To prove that these two functions meet only once

[willy0625]

Homework Statement

How would you go about proving that the functions

F(x)=\frac{2}{\pi}\arctan\Big(\frac{x}{a}\Big), x \geq 0

with a > 0

and

G(x)=1-\exp(-\lambda x),x\geq0

with \lambda>0meet only at one point for some x > 0

The Attempt at a Solution

At x=0, F and G takes the values 0s and both of the functions tend to 1 when x gets really large I think they must meet at least once. But still not sure about finding the actual point(s) since i do not think i can solve the equation
F=G analytically.

 

[Sweet_GirL]

Homework Statement

How would you go about proving that the functions

F(x)=\frac{1}{2}+\frac{1}{\pi}\arctan\Big(\frac{x}{a}\Big), x\in\mathbb{R}

with a > 0

and

G(x)=1-\exp(-\lambda x),x\geq0

with \lambda>0


meet only at one point for some x > 0

The Attempt at a Solution

At x=0, F and G takes the values 0.5 a 0, respectively and both of the functions tend to 1 when x gets really large I think they must meet a least once.
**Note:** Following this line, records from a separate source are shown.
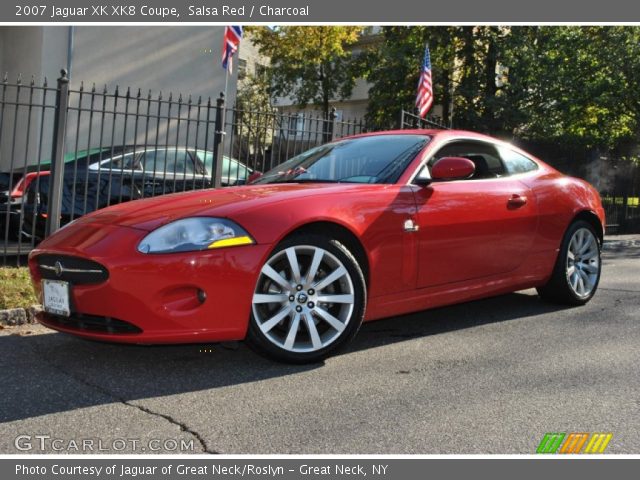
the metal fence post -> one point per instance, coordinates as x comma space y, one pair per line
331, 123
218, 143
54, 207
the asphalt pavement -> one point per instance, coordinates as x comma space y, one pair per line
491, 376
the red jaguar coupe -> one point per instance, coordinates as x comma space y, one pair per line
359, 229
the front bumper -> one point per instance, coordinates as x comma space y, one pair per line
157, 294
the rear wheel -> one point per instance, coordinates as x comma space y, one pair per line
576, 274
309, 300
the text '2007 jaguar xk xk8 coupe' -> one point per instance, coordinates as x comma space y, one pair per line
359, 229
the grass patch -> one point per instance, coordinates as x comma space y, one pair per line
15, 288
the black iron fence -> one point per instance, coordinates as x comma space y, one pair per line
66, 151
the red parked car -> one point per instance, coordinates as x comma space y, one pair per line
359, 229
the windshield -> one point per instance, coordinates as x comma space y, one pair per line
374, 159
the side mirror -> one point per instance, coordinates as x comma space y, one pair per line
254, 176
452, 168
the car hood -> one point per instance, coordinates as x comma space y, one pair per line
149, 214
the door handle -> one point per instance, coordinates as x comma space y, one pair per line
516, 201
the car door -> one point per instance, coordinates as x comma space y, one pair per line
473, 228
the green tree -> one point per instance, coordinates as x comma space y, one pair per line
312, 65
393, 69
569, 85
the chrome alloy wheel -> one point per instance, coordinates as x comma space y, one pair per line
583, 262
304, 299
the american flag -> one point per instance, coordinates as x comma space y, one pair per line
230, 44
425, 87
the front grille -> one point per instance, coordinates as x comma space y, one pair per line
92, 323
75, 270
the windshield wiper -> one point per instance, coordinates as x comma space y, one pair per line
307, 180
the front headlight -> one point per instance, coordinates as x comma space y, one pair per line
192, 234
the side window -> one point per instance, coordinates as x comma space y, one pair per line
123, 162
514, 162
171, 161
484, 156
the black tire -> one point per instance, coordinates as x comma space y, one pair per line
559, 288
352, 283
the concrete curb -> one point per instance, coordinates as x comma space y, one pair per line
19, 316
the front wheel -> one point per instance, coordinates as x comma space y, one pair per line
576, 274
309, 300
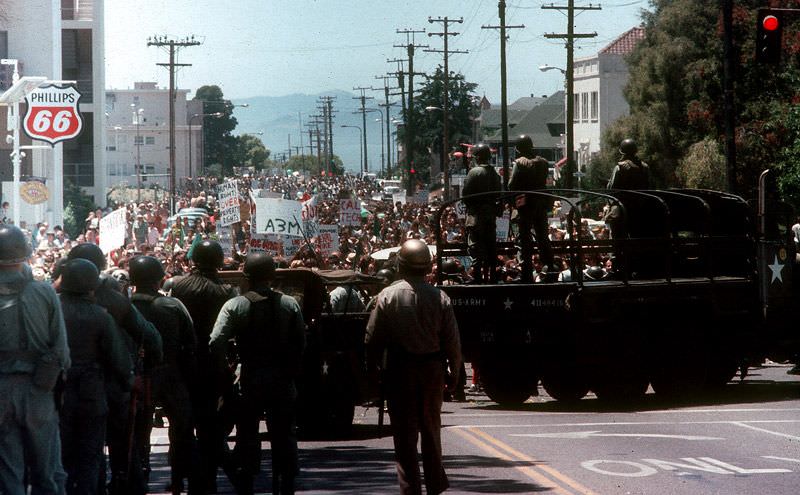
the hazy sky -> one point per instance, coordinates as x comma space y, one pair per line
279, 47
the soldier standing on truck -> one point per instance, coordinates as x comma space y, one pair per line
530, 174
481, 213
270, 335
413, 323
But still not sure about finding the actual point(s) since i do not think i can solve the equation
F=G analytically.

as x becomes large, the two function tend to 1.
And clearly they are increasing functions.

so what do you suggest?

 

[Tinyboss]

I don't believe the problem is asking you to find x, rather to show it exists and is unique.

 

[willy0625]

Yeah showing the uniqueness of that particular point is enough.

 

[Tinyboss]

The fact that your functions have the same limit does not mean they ever meet. Take for instance 1/x and 1/(x+1), for x>0. Clearly they both tend to zero, and clearly they are never equal.

I don't see right away how to do existence or uniqueness. By continuity if you can find a point where F<G then you have existence, and then maybe you could look at the derivative of F-G to show uniqueness. Or maybe there's something prettier. What topics has your classed covered recently?

 

[willy0625]

This question poped up somewhere in my research.
I can use any results in calculus and analysis.

Note I have made some correction to the F function.